Solution. Now Poemander the father of Ephippu; (whilst the region of Tanagra was still inhabited by villagers), being besieged in Stephon (a village so called) by the Achaeans because he refused to aid them in the wars, left that country the same night, and fortified Poemandria. Policrithus the architect coming in, disparaging his works and making a ridicule of them, leaped over the ditch; Poemander, falling into a rage, catched up a great stone suddenly to throw at him, which had been hid there a great while, lying over some sacred nocturnal relics. This Poemander hurling rashly slung, and missing Policrithus, slew his own son Leucippus. He was then forced by law to depart out of Boeotia and become a wandering and begging pilgrim; neither was that easy for him to do, because of the incursions which the Achaeans made into
the region of Tanagra. Wherefore he sent Ephippus his son to beg aid of Achilles. He by persuasion prevailed with Achilles to come, with Tlepolemus the son of Hercules, and with Peneleos the son of Hippalcmus, all of them their kindred. By these Poemander was introduced into Chalcis, and was absolved by Elephenor from the murder; he ascribed great honor to these men, and assigned groves to each of them, of which this kept the name of Achilles’s Grove.Question 38. Who amongst the Boeotians were the Ψολόεις, and who the Ὀλεῖαι?
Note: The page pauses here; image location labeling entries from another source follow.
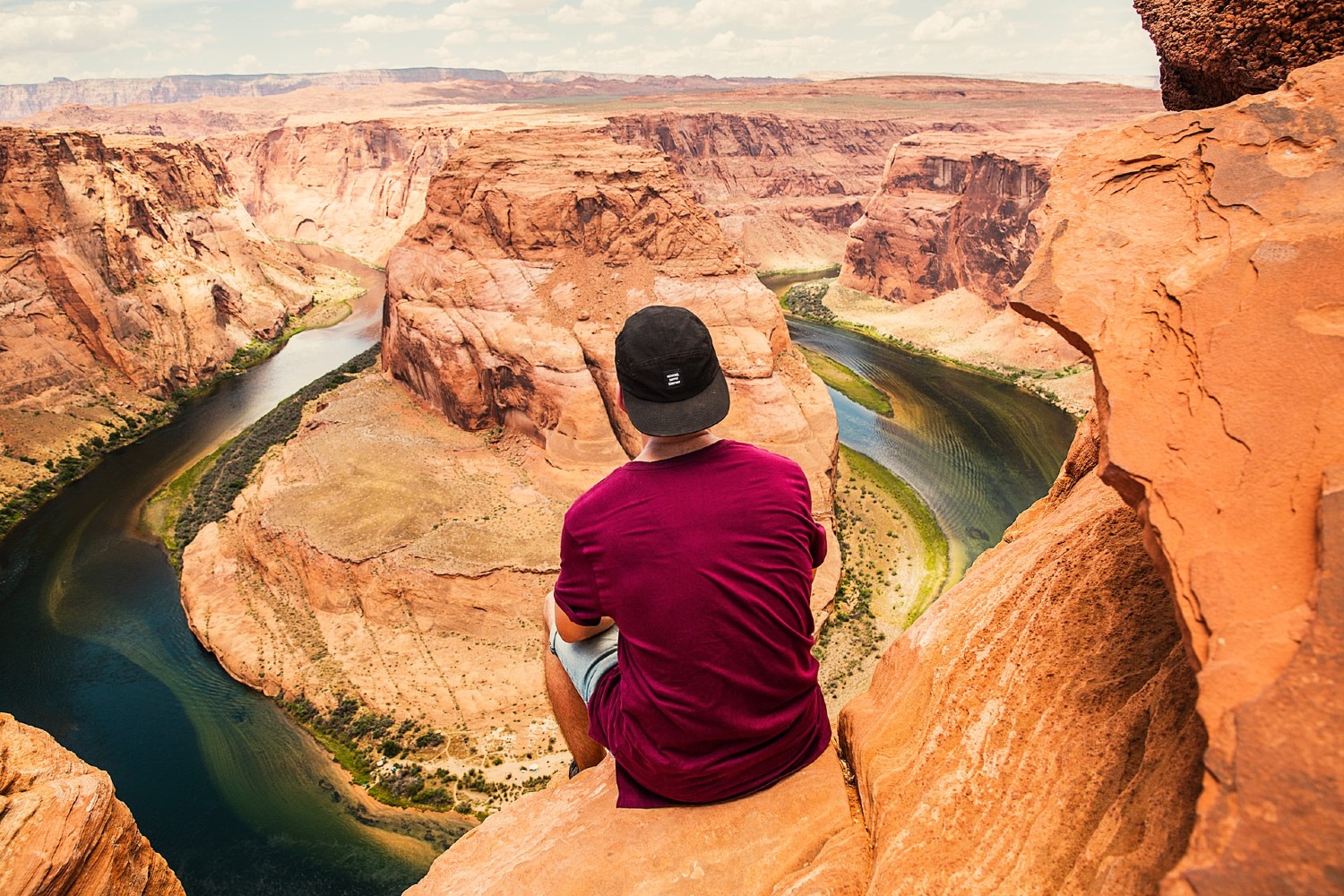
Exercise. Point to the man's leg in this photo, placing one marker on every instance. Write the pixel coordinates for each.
(569, 707)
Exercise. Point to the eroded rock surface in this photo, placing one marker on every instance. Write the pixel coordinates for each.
(1035, 731)
(64, 831)
(739, 847)
(128, 269)
(398, 548)
(1195, 258)
(354, 185)
(1214, 51)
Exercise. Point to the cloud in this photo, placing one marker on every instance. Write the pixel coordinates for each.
(943, 26)
(607, 13)
(65, 27)
(349, 5)
(381, 24)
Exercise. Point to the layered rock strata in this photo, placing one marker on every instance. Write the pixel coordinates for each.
(952, 212)
(355, 187)
(64, 831)
(126, 269)
(785, 188)
(1195, 258)
(1214, 51)
(1034, 732)
(398, 548)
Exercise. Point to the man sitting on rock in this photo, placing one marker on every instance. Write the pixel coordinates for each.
(679, 630)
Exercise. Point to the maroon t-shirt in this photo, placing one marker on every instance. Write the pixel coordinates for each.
(704, 560)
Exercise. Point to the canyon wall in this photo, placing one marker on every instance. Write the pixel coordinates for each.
(355, 187)
(1212, 51)
(128, 269)
(1034, 732)
(785, 187)
(398, 548)
(1193, 258)
(62, 829)
(952, 212)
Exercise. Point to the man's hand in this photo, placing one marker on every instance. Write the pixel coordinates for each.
(569, 630)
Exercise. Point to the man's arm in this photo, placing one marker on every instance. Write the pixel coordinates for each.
(569, 630)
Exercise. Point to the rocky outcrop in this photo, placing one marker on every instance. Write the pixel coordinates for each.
(400, 547)
(1034, 732)
(355, 187)
(736, 848)
(504, 301)
(1193, 257)
(784, 187)
(952, 212)
(1212, 51)
(64, 831)
(126, 271)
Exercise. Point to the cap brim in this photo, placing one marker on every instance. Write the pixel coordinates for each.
(679, 418)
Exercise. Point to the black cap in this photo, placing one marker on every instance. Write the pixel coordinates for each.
(668, 373)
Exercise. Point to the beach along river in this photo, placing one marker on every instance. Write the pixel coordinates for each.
(94, 646)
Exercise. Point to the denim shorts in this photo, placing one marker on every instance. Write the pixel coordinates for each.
(586, 661)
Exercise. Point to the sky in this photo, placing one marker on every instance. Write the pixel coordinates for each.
(42, 39)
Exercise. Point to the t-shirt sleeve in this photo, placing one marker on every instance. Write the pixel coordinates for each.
(575, 591)
(817, 544)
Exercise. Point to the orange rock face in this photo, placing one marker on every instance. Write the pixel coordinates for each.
(1035, 731)
(504, 301)
(572, 841)
(62, 829)
(1195, 258)
(951, 214)
(1211, 51)
(126, 260)
(349, 185)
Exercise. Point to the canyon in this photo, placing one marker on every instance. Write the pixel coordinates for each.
(1134, 692)
(128, 271)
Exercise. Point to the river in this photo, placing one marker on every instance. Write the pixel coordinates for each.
(94, 646)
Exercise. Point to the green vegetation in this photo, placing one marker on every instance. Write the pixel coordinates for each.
(926, 525)
(359, 740)
(64, 470)
(806, 300)
(215, 482)
(849, 383)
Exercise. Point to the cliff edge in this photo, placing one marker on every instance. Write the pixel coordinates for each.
(62, 829)
(1195, 258)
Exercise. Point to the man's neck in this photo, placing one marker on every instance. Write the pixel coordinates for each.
(660, 447)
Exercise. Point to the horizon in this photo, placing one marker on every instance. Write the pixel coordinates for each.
(81, 39)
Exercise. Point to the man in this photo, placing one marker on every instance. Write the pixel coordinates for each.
(696, 559)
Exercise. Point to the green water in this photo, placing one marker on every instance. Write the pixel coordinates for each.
(94, 648)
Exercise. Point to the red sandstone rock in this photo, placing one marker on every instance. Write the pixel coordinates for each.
(126, 261)
(952, 212)
(355, 187)
(1195, 258)
(62, 829)
(797, 837)
(1035, 731)
(1214, 51)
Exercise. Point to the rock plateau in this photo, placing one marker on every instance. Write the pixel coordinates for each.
(1212, 51)
(62, 829)
(128, 271)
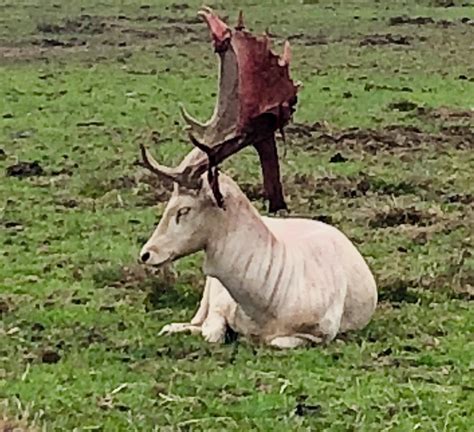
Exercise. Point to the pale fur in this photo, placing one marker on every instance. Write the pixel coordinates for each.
(283, 281)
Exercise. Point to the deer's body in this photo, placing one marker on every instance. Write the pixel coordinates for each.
(283, 281)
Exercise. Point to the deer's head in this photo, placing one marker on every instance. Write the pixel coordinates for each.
(255, 98)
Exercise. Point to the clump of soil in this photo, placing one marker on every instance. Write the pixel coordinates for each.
(25, 169)
(401, 216)
(134, 277)
(388, 138)
(405, 19)
(385, 39)
(82, 24)
(402, 106)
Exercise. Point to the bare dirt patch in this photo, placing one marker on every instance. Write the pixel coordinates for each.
(446, 114)
(423, 20)
(389, 138)
(25, 169)
(401, 216)
(385, 39)
(304, 187)
(456, 282)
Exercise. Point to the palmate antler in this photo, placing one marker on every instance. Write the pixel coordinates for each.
(256, 97)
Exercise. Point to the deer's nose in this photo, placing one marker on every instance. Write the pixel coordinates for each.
(145, 257)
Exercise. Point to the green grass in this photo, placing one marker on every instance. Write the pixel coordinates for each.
(79, 318)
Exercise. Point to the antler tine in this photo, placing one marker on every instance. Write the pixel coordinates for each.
(240, 21)
(183, 178)
(195, 125)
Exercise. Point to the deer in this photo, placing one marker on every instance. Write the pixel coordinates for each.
(283, 281)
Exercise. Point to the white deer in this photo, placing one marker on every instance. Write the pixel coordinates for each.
(284, 281)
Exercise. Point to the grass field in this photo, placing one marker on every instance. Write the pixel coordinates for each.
(381, 146)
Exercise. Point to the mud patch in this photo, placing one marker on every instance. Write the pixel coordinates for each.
(25, 169)
(389, 138)
(309, 40)
(401, 216)
(135, 277)
(457, 282)
(352, 187)
(423, 20)
(385, 39)
(402, 106)
(59, 43)
(445, 114)
(85, 23)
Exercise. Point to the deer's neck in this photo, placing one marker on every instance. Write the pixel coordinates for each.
(250, 262)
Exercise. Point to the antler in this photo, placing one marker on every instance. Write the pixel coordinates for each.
(255, 98)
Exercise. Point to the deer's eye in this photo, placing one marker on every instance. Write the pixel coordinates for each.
(182, 212)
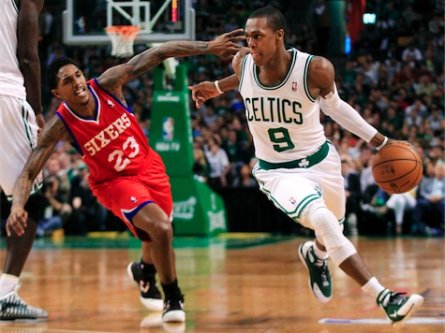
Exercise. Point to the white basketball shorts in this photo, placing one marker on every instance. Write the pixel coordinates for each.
(18, 136)
(291, 190)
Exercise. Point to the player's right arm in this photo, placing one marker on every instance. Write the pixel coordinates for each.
(206, 90)
(28, 53)
(52, 133)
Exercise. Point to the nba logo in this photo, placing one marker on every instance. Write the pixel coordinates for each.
(168, 128)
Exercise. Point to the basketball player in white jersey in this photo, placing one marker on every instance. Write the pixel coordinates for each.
(298, 168)
(20, 119)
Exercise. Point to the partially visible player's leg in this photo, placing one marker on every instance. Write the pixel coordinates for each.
(134, 202)
(292, 196)
(153, 220)
(12, 307)
(18, 132)
(144, 274)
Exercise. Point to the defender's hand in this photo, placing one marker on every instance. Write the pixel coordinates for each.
(227, 44)
(17, 221)
(203, 91)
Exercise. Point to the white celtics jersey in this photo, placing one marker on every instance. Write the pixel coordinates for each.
(11, 79)
(284, 119)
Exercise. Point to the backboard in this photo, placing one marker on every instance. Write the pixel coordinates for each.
(84, 21)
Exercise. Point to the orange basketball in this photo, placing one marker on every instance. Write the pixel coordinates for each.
(397, 168)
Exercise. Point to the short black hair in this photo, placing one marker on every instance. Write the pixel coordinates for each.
(275, 18)
(53, 69)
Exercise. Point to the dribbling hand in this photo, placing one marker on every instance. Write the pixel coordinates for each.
(203, 91)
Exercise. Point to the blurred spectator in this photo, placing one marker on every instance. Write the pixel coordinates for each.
(400, 204)
(219, 164)
(56, 210)
(429, 212)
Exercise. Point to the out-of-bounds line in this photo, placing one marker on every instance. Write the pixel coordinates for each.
(24, 328)
(375, 321)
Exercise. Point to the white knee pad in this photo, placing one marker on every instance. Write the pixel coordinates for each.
(329, 232)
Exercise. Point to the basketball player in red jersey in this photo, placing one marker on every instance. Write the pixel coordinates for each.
(126, 175)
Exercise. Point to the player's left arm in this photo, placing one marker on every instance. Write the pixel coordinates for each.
(28, 53)
(322, 85)
(223, 45)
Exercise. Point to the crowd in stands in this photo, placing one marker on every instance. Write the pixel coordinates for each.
(394, 77)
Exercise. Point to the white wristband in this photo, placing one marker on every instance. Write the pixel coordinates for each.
(385, 141)
(218, 89)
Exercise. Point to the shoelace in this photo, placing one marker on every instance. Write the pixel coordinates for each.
(396, 298)
(324, 273)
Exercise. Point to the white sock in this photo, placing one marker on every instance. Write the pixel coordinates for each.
(373, 287)
(320, 253)
(8, 283)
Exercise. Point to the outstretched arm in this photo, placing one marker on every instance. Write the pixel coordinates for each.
(322, 86)
(28, 53)
(206, 90)
(52, 133)
(224, 45)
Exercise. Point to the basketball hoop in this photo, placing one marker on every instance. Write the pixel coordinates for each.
(122, 39)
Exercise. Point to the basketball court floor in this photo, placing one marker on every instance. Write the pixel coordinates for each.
(233, 283)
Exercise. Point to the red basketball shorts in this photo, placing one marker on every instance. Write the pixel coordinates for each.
(126, 195)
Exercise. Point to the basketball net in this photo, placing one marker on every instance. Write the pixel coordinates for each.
(122, 39)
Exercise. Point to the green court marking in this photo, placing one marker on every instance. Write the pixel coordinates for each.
(125, 241)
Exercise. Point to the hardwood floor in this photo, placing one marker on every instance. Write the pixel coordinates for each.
(231, 285)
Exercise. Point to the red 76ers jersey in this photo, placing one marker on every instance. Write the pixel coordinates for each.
(112, 142)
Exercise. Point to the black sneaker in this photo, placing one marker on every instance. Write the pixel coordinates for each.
(13, 308)
(319, 277)
(173, 311)
(398, 307)
(150, 297)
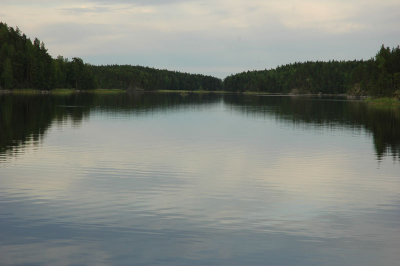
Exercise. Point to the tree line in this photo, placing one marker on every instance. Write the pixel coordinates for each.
(378, 76)
(27, 64)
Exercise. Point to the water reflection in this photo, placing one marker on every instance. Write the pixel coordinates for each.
(25, 119)
(204, 179)
(382, 122)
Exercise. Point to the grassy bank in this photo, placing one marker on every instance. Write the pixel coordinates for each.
(62, 91)
(25, 91)
(106, 91)
(185, 91)
(383, 101)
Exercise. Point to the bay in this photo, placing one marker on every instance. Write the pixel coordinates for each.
(202, 179)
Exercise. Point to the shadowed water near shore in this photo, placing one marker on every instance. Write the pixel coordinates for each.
(165, 179)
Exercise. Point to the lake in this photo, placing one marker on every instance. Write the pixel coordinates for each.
(202, 179)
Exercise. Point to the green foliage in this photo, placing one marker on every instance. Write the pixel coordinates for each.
(7, 76)
(128, 77)
(379, 76)
(27, 65)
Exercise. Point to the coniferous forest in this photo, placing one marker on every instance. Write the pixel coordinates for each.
(25, 64)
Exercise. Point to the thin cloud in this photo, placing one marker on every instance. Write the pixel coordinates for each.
(85, 10)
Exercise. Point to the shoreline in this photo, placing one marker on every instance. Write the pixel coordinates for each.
(392, 101)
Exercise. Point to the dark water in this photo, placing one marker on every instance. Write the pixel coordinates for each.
(159, 179)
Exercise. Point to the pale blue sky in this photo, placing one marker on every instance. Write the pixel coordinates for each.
(218, 37)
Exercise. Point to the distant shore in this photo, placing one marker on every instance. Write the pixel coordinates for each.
(382, 101)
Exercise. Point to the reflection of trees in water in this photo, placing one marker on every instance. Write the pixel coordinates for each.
(24, 119)
(383, 123)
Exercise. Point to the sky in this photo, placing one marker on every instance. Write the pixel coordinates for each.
(211, 37)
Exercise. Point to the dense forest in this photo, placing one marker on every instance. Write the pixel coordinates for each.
(26, 64)
(379, 76)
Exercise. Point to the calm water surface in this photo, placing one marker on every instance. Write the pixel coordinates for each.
(162, 179)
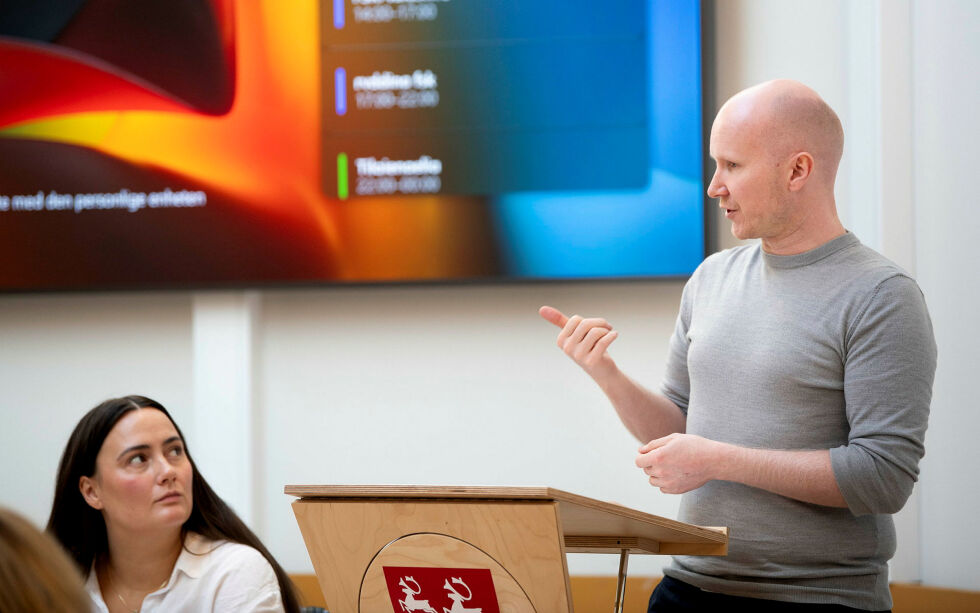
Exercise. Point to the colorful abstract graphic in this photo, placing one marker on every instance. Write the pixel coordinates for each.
(181, 143)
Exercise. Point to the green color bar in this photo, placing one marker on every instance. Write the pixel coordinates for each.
(342, 191)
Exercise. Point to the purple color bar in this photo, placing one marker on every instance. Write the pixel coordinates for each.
(340, 90)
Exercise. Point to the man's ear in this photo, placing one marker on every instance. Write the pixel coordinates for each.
(90, 492)
(801, 167)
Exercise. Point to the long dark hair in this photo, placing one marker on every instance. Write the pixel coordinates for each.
(81, 529)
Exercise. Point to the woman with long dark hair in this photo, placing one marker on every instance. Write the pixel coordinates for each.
(136, 515)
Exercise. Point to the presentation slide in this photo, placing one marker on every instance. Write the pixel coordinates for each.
(215, 143)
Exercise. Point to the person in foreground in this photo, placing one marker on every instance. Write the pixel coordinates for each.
(136, 515)
(798, 381)
(36, 576)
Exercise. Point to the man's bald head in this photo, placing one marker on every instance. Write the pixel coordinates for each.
(786, 117)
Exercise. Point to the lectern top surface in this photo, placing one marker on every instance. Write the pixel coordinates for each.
(580, 515)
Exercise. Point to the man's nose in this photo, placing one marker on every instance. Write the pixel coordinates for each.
(716, 189)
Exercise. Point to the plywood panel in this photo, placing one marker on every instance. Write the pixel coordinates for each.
(344, 535)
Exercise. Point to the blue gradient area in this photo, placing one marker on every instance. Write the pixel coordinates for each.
(656, 231)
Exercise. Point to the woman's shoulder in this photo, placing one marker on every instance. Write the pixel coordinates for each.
(226, 557)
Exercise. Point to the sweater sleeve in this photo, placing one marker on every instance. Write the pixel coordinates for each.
(890, 362)
(676, 385)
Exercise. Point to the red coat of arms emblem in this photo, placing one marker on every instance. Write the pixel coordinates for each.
(441, 590)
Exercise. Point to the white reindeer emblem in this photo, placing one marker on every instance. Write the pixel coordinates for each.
(409, 604)
(458, 599)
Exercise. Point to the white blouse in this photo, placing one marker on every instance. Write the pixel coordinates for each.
(210, 576)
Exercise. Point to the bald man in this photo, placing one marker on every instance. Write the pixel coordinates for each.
(798, 381)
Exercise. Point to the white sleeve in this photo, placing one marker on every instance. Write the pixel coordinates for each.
(250, 585)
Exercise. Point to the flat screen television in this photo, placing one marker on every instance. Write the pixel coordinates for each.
(223, 143)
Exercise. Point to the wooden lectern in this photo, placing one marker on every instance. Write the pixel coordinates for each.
(400, 549)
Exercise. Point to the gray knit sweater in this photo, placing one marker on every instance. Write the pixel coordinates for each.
(829, 349)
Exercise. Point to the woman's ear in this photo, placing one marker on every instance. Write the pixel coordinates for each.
(90, 492)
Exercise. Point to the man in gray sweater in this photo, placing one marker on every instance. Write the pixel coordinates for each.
(798, 382)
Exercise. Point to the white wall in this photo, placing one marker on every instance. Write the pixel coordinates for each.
(464, 384)
(946, 133)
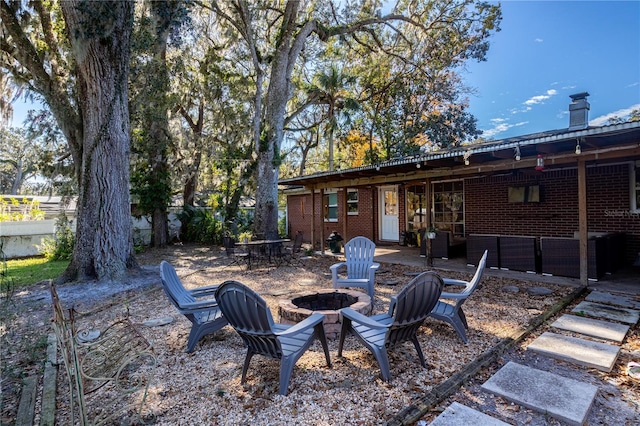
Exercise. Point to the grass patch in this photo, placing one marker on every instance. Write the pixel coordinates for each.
(25, 272)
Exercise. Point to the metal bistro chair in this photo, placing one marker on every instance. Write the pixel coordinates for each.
(250, 316)
(236, 256)
(291, 254)
(407, 311)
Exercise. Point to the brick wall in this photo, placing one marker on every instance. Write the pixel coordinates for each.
(488, 210)
(301, 214)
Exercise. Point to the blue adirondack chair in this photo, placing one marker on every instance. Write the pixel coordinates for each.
(205, 315)
(453, 313)
(407, 311)
(359, 265)
(250, 316)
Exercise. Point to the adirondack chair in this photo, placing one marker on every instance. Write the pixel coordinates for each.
(359, 264)
(453, 314)
(205, 315)
(250, 316)
(407, 311)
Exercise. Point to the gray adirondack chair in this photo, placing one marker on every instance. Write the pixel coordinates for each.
(205, 315)
(359, 265)
(250, 316)
(407, 311)
(453, 313)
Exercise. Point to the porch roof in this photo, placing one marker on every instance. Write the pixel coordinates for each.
(617, 141)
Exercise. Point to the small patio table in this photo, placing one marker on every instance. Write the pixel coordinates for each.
(268, 250)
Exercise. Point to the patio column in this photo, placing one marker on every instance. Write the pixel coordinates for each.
(322, 220)
(582, 221)
(313, 216)
(343, 202)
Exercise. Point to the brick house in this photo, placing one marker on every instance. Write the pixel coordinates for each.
(564, 202)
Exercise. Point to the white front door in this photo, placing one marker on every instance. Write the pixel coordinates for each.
(389, 213)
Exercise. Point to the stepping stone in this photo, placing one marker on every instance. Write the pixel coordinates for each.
(157, 322)
(628, 316)
(279, 292)
(539, 291)
(588, 353)
(460, 415)
(592, 327)
(610, 299)
(562, 398)
(88, 335)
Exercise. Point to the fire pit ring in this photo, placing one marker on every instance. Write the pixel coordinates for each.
(326, 302)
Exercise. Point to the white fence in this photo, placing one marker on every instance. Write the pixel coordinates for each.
(21, 239)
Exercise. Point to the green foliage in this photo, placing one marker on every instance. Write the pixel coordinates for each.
(60, 247)
(200, 225)
(152, 189)
(28, 271)
(12, 210)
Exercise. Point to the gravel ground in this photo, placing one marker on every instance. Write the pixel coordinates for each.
(204, 387)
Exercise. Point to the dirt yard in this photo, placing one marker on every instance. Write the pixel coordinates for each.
(204, 387)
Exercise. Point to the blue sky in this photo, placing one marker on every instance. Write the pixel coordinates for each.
(548, 50)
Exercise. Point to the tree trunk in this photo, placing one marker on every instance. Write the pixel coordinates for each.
(104, 241)
(17, 182)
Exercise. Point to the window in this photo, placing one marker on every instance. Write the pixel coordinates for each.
(635, 187)
(352, 201)
(416, 208)
(331, 206)
(448, 207)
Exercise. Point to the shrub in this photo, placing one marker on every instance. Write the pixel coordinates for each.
(200, 225)
(12, 210)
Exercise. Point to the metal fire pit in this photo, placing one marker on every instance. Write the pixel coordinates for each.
(326, 302)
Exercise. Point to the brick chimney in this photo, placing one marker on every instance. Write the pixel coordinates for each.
(579, 111)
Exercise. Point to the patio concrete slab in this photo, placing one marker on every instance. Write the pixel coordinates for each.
(562, 398)
(588, 353)
(460, 415)
(612, 299)
(592, 327)
(598, 310)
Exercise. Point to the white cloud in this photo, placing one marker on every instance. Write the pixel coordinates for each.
(621, 113)
(540, 98)
(499, 128)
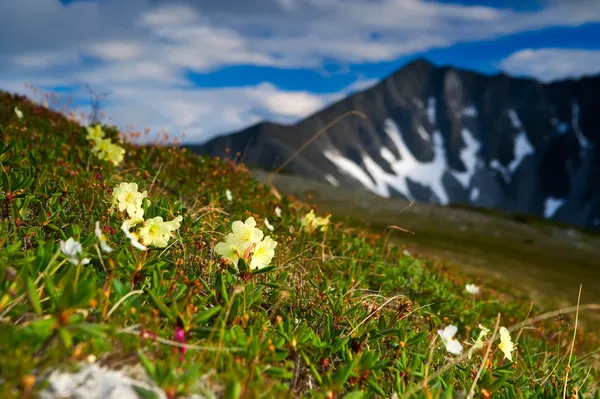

Solution. They say that Minos’s daughters—Leucippe, Arsinoe, and Alcathoe—falling mad, had a greedy appetite for man’s flesh, and accordingly cast lots for their children. Whereupon it fell to Leucippe’s lot to produce her son Hippasus to be cut in pieces. The husbands of these women, that were clothed in coarse apparel by reason of sorrow and grief, were called Psoloeis, the women Ὀλεῖαι that is ὀλοαί (destructive). And to this day the Orchomenians call their posterity so. And it is so ordered that, in the yearly feast called Agrionia, there is a flight and pursuit of them by the priest of Bacchus, with a drawn sword in his hand. It is lawful for him to slay any of them that he takes, and Zoilus a priest of our time slew one. This thing proved unlucky to them; for Zoilus, sickening upon a wound that he got, wasted away for a long time and died; whereupon the Orchomenians, falling under public accusations and condemnations, removed the priesthood from their family, and made choice of the best man in the whole multitude.